Hybrid cars are like the little engine that could. When the technology was first introduced to the U.S. market (fittingly, mass-produced hybrids made their debut on American shores at the dawn of the new millennium), buyers had the choice of, well, one vehicle: the cramped, eccentric Honda Insight. Sales figures reflected this narrow range, as well as the public's initial cautiousness regarding this new technology. In 2000, only 9,350 hybrid cars were sold.
Six years later, the picture has changed dramatically. Automakers have gotten on board. The selection of hybrids on the market currently numbers in the double digits, with manufacturers like Ford, Honda, Lexus and Toyota each offering a take on the increasingly popular green machines. There are hybrid coupes and sedans, and even hybrid SUVs.
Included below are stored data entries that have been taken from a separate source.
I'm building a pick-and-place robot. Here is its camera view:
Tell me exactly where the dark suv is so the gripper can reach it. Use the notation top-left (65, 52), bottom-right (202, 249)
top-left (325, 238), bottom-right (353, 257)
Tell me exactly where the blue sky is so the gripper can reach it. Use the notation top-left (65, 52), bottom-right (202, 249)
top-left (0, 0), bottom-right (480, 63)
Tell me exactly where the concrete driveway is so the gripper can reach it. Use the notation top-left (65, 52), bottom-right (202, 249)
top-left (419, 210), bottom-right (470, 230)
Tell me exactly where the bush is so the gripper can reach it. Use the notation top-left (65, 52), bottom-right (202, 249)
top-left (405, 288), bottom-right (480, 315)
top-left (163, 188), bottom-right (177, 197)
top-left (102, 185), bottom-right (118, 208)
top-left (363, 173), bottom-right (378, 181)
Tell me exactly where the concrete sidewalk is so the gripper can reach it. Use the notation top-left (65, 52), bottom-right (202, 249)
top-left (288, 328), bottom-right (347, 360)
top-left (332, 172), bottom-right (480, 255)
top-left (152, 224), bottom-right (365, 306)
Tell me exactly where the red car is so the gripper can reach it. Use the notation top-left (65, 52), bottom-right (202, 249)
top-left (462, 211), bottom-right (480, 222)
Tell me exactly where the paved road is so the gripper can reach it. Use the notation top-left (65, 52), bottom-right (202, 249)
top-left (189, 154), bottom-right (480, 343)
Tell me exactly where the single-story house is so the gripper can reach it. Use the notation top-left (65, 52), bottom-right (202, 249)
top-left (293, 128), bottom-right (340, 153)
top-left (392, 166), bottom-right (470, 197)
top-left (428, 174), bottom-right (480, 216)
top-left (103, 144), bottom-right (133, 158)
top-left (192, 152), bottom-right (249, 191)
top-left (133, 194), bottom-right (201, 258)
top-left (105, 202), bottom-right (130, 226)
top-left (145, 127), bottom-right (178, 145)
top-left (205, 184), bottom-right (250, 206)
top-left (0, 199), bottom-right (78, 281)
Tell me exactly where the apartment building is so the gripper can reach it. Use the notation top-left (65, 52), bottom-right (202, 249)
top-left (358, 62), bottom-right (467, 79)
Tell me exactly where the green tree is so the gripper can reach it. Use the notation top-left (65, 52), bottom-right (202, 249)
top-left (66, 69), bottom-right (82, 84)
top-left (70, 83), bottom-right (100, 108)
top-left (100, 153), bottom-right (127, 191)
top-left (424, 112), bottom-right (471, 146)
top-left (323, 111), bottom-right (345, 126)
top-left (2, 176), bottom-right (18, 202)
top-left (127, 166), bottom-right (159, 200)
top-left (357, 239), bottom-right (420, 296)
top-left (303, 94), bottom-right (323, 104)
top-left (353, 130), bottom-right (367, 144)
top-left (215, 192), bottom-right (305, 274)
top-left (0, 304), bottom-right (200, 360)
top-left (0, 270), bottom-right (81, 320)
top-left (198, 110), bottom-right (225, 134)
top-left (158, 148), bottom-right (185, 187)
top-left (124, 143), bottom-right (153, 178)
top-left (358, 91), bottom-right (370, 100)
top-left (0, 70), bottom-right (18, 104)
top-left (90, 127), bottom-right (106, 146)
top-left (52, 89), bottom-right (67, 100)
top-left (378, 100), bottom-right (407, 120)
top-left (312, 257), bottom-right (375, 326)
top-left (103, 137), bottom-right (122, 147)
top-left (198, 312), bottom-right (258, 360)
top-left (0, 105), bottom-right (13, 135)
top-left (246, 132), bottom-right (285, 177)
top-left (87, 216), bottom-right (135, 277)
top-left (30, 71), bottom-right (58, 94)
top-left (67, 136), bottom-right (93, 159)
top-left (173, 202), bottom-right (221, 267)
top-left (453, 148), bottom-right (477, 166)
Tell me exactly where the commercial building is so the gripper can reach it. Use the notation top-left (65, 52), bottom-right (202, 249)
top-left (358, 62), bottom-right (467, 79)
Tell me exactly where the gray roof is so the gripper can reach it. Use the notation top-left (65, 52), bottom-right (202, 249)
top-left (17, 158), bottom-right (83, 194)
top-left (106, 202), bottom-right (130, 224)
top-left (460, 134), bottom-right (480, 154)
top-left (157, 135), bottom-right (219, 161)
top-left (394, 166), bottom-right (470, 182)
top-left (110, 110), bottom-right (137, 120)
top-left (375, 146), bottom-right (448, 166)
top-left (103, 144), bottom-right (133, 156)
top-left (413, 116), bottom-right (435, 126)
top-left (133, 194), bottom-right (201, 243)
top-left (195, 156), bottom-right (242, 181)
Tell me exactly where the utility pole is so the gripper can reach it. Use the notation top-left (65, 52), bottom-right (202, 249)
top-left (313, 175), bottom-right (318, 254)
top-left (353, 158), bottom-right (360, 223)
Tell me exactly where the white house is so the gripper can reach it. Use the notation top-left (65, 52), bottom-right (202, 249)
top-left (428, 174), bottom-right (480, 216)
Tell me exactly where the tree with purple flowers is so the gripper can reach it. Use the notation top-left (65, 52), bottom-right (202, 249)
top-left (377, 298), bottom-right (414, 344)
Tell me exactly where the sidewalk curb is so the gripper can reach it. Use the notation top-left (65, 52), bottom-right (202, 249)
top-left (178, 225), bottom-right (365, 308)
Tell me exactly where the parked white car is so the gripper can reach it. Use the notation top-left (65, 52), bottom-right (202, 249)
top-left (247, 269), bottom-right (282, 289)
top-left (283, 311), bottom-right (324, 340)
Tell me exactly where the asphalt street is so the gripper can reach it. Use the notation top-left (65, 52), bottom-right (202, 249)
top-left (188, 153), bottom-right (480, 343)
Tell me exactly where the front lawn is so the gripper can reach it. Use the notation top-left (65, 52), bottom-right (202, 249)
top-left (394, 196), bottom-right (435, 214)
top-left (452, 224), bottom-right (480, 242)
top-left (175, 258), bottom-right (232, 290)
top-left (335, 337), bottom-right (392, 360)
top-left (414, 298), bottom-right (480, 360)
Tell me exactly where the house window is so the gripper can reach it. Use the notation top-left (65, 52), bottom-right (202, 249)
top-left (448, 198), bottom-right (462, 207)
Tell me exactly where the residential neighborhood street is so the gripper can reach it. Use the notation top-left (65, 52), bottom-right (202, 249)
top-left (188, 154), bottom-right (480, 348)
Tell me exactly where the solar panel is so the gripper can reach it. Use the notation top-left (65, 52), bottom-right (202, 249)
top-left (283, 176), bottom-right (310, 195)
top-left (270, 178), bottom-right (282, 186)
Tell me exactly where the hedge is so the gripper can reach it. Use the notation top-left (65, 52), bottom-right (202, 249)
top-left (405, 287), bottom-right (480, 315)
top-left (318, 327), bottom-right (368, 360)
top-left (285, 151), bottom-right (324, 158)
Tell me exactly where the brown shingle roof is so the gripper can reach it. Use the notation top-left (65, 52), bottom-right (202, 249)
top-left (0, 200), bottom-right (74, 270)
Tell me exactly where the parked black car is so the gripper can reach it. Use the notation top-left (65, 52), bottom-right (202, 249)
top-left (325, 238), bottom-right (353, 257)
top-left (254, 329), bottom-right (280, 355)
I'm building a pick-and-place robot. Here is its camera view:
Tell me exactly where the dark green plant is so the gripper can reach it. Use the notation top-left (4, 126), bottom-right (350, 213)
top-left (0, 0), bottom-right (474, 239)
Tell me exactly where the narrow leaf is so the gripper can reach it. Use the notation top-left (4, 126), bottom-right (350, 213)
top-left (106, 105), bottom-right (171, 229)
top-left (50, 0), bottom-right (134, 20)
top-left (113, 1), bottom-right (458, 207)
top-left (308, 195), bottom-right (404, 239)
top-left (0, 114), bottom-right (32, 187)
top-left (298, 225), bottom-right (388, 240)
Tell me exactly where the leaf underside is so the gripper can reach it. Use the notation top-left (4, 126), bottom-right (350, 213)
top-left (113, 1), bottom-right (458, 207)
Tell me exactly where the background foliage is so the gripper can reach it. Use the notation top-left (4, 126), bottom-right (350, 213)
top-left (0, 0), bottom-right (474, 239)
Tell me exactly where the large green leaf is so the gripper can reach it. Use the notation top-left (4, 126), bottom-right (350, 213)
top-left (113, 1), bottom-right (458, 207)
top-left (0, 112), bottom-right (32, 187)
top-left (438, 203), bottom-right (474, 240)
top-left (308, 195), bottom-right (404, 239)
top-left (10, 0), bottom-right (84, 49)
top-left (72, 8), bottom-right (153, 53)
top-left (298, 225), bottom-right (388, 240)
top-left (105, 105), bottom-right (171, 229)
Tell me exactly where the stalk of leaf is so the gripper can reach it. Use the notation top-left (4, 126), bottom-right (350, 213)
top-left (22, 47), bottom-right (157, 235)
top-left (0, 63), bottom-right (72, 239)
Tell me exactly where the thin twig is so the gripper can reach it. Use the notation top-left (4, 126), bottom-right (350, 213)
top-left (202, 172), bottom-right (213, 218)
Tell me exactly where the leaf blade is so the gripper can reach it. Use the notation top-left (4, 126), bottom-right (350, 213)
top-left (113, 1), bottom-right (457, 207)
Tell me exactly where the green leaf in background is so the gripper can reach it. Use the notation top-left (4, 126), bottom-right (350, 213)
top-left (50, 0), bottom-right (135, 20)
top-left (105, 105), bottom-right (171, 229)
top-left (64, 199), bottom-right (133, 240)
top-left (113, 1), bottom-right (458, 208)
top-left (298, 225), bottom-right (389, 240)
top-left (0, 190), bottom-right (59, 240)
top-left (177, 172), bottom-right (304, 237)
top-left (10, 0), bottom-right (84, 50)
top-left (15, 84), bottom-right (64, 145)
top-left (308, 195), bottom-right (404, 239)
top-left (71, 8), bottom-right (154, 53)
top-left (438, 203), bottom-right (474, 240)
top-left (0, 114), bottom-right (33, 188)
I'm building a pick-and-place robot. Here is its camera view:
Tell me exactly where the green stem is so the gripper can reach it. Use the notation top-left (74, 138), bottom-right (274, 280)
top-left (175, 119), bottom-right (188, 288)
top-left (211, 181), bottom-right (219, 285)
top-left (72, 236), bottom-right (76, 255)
Consumers have gotten on board as well. Hybrid sales have increased steadily since 2000, and by 2005, the segment had grown a whopping 2,200 percent since the technology's debut; 205,749 of the eco-friendly fuel-sippers made it off the lot last year. This trend doesn't seem likely to lose steam anytime soon. Hybrid vehicle sales figures for the first six months of 2006 have been robust, and stand at just over 116,000 units. Currently, hybrids constitute just over 1 percent of total vehicle sales, but some predict a much stronger market presence in the years ahead.
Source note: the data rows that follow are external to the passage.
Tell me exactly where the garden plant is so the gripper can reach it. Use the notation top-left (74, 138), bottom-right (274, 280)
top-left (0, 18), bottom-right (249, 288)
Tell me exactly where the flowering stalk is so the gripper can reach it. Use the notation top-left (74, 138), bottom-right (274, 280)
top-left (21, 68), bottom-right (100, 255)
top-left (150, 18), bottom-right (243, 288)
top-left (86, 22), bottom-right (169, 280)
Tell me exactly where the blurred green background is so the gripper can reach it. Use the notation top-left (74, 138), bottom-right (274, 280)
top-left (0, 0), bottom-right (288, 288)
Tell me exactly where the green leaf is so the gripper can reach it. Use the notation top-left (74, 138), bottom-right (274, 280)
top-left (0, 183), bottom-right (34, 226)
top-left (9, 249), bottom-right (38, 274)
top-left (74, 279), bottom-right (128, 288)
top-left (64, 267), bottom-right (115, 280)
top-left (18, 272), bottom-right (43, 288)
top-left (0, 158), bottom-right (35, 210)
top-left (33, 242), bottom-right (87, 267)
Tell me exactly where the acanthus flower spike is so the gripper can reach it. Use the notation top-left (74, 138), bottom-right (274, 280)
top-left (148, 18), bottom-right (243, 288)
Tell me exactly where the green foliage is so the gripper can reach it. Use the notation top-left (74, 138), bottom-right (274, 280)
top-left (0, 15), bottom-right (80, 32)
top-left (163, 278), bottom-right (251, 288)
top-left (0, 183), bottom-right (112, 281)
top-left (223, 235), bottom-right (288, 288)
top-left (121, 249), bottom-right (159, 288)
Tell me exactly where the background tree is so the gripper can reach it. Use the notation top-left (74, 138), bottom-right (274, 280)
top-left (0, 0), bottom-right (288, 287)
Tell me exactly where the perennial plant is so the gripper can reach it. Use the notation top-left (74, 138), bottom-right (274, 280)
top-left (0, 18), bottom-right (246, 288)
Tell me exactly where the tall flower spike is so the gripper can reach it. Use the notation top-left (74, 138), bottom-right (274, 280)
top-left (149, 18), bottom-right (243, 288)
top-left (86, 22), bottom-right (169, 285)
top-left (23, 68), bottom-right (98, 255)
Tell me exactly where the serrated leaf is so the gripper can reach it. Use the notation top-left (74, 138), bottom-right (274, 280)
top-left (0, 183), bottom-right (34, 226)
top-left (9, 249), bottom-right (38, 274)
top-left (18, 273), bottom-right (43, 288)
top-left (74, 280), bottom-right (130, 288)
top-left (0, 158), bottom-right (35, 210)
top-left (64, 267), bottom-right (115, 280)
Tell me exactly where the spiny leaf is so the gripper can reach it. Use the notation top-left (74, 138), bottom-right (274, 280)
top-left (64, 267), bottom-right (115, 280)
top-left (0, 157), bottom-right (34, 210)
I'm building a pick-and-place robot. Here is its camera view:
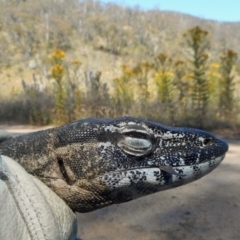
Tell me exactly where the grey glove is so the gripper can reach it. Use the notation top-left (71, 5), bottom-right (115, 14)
top-left (0, 130), bottom-right (77, 240)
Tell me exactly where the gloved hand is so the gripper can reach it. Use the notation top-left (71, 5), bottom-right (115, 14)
top-left (0, 130), bottom-right (77, 240)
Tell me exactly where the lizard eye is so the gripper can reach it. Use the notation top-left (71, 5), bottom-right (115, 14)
top-left (118, 126), bottom-right (152, 157)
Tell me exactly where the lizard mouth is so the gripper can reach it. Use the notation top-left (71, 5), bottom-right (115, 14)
top-left (98, 154), bottom-right (225, 190)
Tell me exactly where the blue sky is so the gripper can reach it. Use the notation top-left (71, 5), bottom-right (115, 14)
top-left (100, 0), bottom-right (240, 22)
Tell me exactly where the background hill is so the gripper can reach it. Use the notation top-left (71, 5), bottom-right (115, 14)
top-left (0, 0), bottom-right (240, 131)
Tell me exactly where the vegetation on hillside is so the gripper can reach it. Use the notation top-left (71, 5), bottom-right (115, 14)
top-left (0, 0), bottom-right (240, 131)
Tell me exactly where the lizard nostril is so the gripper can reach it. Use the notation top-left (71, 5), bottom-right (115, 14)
top-left (203, 138), bottom-right (212, 146)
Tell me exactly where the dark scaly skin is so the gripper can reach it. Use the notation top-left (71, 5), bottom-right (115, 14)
top-left (0, 117), bottom-right (228, 212)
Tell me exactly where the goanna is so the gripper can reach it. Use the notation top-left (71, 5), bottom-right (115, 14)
top-left (0, 117), bottom-right (228, 212)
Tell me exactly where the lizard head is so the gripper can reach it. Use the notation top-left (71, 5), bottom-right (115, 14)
top-left (55, 117), bottom-right (228, 212)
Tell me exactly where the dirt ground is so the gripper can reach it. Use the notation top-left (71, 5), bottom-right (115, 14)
top-left (5, 127), bottom-right (240, 240)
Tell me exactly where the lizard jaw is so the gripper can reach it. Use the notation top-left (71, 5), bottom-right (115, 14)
top-left (98, 154), bottom-right (225, 191)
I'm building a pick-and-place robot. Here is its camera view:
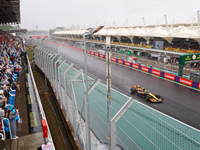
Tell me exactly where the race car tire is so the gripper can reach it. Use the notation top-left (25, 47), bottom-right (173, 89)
top-left (130, 88), bottom-right (135, 94)
top-left (156, 94), bottom-right (161, 99)
top-left (146, 96), bottom-right (149, 101)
So which vehicles are at the forefront of this hybrid revolution? Here are the 10 that topped the sales chart for the first six months of 2006.
- Toyota Prius — 48,156 units
The second oldest hybrid on the market, the Prius is also the most widely known, and it shows. The sedan is far and away the market leader, with sales that account for nearly 50 percent of the hybrid segment.
- Toyota Highlander Hybrid — 18,127 units
Introduced in June 2005 for the 2006 model year, the Highlander Hybrid is new, but that hasn't stopped it from shoring up an impressive fan base. Toyota's second hybrid outsold older hybrid SUVs like the Ford Escape to cruise into the No. 2 spot.
- Honda Civic Hybrid — 15,755 units
The prudent Civic has an even more prudent sibling: the Civic Hybrid. It was the second best-selling hybrid in the nation last year, but thus far, 2006 finds it taking the bronze.
- Lexus RX 400h — 11,193 units
Based on the popular RX 330, the RX 400h was the first luxury hybrid SUV. Luxury clearly has its supporters. The ute was the third best-selling hybrid last year, and this year it maintains its foothold in the upper reaches of the sales chart.
- Ford Escape Hybrid — 10,190 units
Ford proved that SUVs can be green, too, when it introduced the Escape Hybrid, the nation's first hybrid SUV, back in 2001. Five years later, the compact ute continues to rack up impressive sales.
- Toyota Camry Hybrid — 7,386 units
Toyota continues its domination of the hybrid segment with the Camry Hybrid. The sedan has only been on the market since May, but it's off to an exceptional start. Sales figures for May and June are second only to those of the Prius.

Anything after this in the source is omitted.